5 Things You Need to Include in a Warehouse Safety Checklist


Warehouses aren't getting any safer. More than 250,000 workers in the transportation and warehousing sectors were injured or sick due to workplace accidents in 2021. That's up by nearly 50,000 injuries since 2020. 

Creating a safe work environment is essential for all warehouse supervisors. If you're struggling to create a safe warehouse, you should develop a warehouse safety checklist to make things easier. Your list must have a few essential items.

What safety resources should you have in your warehouse environment? What regulations should you start following? When and how should you inspect your warehouse?

Answer these questions and you can create a perfect warehouse environment in no time. Here are five things that must go on your safety checklist.

1. Hanging up Emergency Signs

OSHA standard 1910.37 requires you to maintain exit routes so there is no significant danger to employees. Signs are critical components of exit routes, and each exit must be marked with a sign that reads "Exit." The letters in "Exit" must be six inches tall.

If the direction of travel to the exit is not clear, you must post signs showing where people should go. You also must put up signs that read "not an exit" if someone may mistake a door for an emergency exit. 

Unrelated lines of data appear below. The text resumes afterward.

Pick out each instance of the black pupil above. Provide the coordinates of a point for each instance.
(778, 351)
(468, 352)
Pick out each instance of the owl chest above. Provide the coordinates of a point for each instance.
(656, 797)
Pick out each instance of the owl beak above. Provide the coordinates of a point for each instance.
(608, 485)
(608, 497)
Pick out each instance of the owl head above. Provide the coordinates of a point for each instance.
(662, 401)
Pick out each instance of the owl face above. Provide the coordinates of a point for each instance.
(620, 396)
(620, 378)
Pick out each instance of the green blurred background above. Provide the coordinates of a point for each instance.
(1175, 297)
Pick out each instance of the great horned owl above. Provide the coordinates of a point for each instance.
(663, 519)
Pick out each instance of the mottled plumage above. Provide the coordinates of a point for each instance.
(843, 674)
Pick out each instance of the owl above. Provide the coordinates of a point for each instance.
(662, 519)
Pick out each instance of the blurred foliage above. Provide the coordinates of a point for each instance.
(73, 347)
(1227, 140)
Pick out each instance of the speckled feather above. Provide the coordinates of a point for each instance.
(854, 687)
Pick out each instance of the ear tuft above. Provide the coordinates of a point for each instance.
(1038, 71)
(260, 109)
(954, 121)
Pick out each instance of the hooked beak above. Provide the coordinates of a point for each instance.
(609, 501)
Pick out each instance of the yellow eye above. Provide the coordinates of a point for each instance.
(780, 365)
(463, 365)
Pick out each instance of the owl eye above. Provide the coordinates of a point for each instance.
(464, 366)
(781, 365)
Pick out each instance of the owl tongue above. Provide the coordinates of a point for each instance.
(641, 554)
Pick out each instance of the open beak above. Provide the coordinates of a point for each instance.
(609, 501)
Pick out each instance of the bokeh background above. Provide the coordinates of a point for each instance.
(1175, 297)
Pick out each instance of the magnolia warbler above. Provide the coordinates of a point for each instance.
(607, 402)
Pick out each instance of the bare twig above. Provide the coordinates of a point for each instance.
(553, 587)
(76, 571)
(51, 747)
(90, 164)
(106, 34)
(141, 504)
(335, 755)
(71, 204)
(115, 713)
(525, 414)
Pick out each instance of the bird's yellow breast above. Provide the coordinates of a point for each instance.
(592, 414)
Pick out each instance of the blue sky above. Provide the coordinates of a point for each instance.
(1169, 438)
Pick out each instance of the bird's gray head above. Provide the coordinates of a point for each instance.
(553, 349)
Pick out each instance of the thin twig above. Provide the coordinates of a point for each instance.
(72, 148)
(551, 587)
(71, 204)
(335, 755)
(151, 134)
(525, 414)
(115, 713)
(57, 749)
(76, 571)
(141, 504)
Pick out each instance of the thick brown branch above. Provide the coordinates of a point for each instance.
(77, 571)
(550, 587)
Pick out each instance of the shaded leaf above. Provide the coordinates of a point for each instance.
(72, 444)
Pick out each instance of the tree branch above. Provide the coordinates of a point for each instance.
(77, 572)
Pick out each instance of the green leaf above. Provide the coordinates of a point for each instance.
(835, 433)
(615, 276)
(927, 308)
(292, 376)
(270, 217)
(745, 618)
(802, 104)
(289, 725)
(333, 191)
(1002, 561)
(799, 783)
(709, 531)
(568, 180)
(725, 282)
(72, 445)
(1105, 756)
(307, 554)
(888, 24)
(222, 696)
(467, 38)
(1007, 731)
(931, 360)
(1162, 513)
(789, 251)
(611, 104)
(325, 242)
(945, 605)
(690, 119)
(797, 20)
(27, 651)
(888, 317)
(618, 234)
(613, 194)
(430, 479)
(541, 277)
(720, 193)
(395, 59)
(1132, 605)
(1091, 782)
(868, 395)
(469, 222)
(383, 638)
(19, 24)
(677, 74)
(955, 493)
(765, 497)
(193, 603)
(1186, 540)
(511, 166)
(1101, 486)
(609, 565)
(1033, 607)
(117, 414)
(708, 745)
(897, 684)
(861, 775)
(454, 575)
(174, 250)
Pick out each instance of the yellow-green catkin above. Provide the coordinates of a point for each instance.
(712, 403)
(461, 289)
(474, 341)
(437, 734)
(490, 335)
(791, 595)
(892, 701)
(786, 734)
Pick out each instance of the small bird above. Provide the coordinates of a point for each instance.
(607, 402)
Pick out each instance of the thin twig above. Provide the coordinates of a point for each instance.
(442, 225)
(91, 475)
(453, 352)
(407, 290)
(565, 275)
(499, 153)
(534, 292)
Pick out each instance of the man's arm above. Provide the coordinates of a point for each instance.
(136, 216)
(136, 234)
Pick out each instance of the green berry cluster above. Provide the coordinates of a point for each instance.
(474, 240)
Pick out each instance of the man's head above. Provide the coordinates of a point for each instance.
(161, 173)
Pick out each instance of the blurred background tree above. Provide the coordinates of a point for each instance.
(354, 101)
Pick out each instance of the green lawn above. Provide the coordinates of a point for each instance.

Each sign should be illuminated and distinct in color. Many signs are red because red is easy to see from a distance, but you can make your signs orange or yellow as well. Consider buying signs that are battery-powered so they will remain on after a power outage. 

In addition to exit signs, you should buy and maintain additional signs. Danger signs are used in areas where immediate hazards like falling objects exist. They are in red, and they should be as visible as your exit signs.

Caution signs designate areas where potential hazards like toxic materials are present. These signs are yellow, and they can include text that informs workers about the dangers.

2. Checking Storage Racks

Storage racks prevent spills and allow for easy organization of your hazardous materials. You should inspect your racks multiple times a week for signs of damage like bent materials and holes. You must repair your racks as soon as you notice problems. 

Place labels and signs on each rack so your employees know where items go. Make sure the aisles are big enough to accommodate bulky machines and large groups of employees walking together. 

Be careful with how you store items on your racks as well. The height of stacked items should not be so high that they can topple over. Racks should be spaced apart so items on one rack do not touch the bottom of another rack. 

3. Inspecting the Ventilation System

When people think about warehouse safety, they often think about heavy equipment and hazardous materials. But your workers can get injured by breathing in particulates and unclean air. 

You and a ventilation professional should inspect the ventilation system at least once a week. If you work with particulates and pathogens, you may need to inspect the system more frequently. 

The filters in your system catch particulates and debris like hair. If your filters get clogged, your air quality will go down, and very little air may pass through your ventilation system. You should replace your filters multiple times a month with identical versions of your old filters. 

You can open doors and windows to improve the ventilation in your warehouse. But make sure that debris or wind cannot interfere with your operations. You can install screens over your doors and windows to prevent this, though you should inspect them to make sure they are not tattered.

4. Wearing Safety Equipment

All employees and guests in your warehouse should wear warehouse safety equipment. Everyone must wear a reflective vest that is visible from a distance.

The vest can be any color, though yellow reflective strips on red or orange fabric can be easy to see. If visibility is low in your warehouse, your employees can wear high-visibility pants and sweatshirts. 

If falling objects are a hazard, your employees should wear hard hats. The hats should fit over the top of their head, and chin straps can be used to keep them in place. Workers should also wear eye goggles and respirators when they are cutting items or transporting particulates that can land in their eyes or mouths. 

5. Examining Heavy Machinery

You should inspect each piece of machinery at the start and end of the work day. Take photographs and written notes on any differences you notice between your inspections. 

Look at the owner's manual for your machinery. Manufacturers give clear instructions on how you should inspect their products. The manual may also let you know when components are expected to break down, letting you order preventative maintenance. 

Start by examining the safety components of the machinery. Test the brakes, seat belts, and parking system. Do a test drive in the loading bay and see if the machine can be steered and accelerated properly. 

You should inspect the machine for any signs of damage or wear. Look at the tires and frame before checking the fluid levels. If everything seems fine, you can prepare the equipment for operation by greasing it.

Developing a Warehouse Safety Checklist

A warehouse safety checklist is a necessary tool for all warehouse supervisors. You should hang up emergency signs near exits and exit routes. You should also check storage racks and ventilation equipment for signs of damage and make fixes right away. 

All employees should wear safety equipment like reflective vests and hard hats. At the start and end of each day, you need to look at your machinery and vehicles and make sure they work perfectly.